The oral proficiency interview should be administered infrequently, but there are other measures than can be used between interviews to maintain oral proficiency and achievement as the organizing principles of instruction while placing fewer demands on the teacher/tester. One such measure is a semi-direct procedure that has two steps. First, students simultaneously follow written instructions, answer written questions, and record their responses on tape without stopping the recording. The students then rewind their tapes and transcribe exactly their responses. The tester listens to the tape and corrects the transcript, scoring the student's performance on the basis of errors uncorrected by the student, errors corrected by the student, pronunciation errors, and errors in accent marks. The method is accurate, reduces stress on the tester, allows measurement of overall performance while forgiving momentary lapses, and tests speaking, writing, and listening comprehension. Graduate students can administer and score it. Its disadvantages are that the mechanical aspect can be intimidating to some students, the test can not be personalized, and it requires a language laboratory with dual tracking capabilities.
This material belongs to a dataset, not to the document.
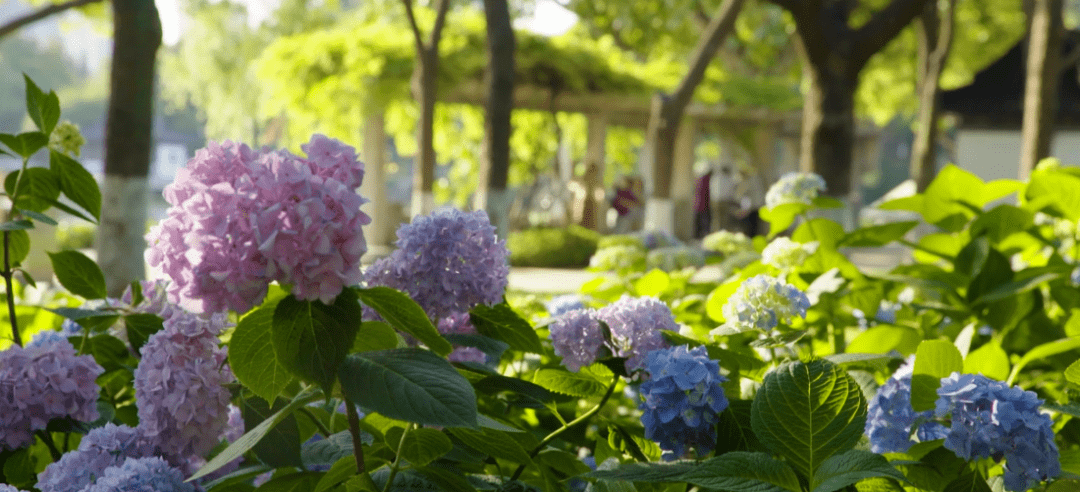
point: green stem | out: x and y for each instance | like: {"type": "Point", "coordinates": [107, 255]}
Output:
{"type": "Point", "coordinates": [397, 459]}
{"type": "Point", "coordinates": [577, 421]}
The method of administering the test can and should vary, but frequent oral testing is useful in reinforcing the principle of oral proficiency. (MSE)
Publication Type: Guides - Classroom - Teacher; Speeches/Meeting Papers
Education Level: N/A
Audience: Teachers; Practitioners
Authoring Institution: N/A
Note: A shorter version of this paper was presented at the Annual Meeting of the American Association of Teachers of French (Montreal, Canada, July 1985).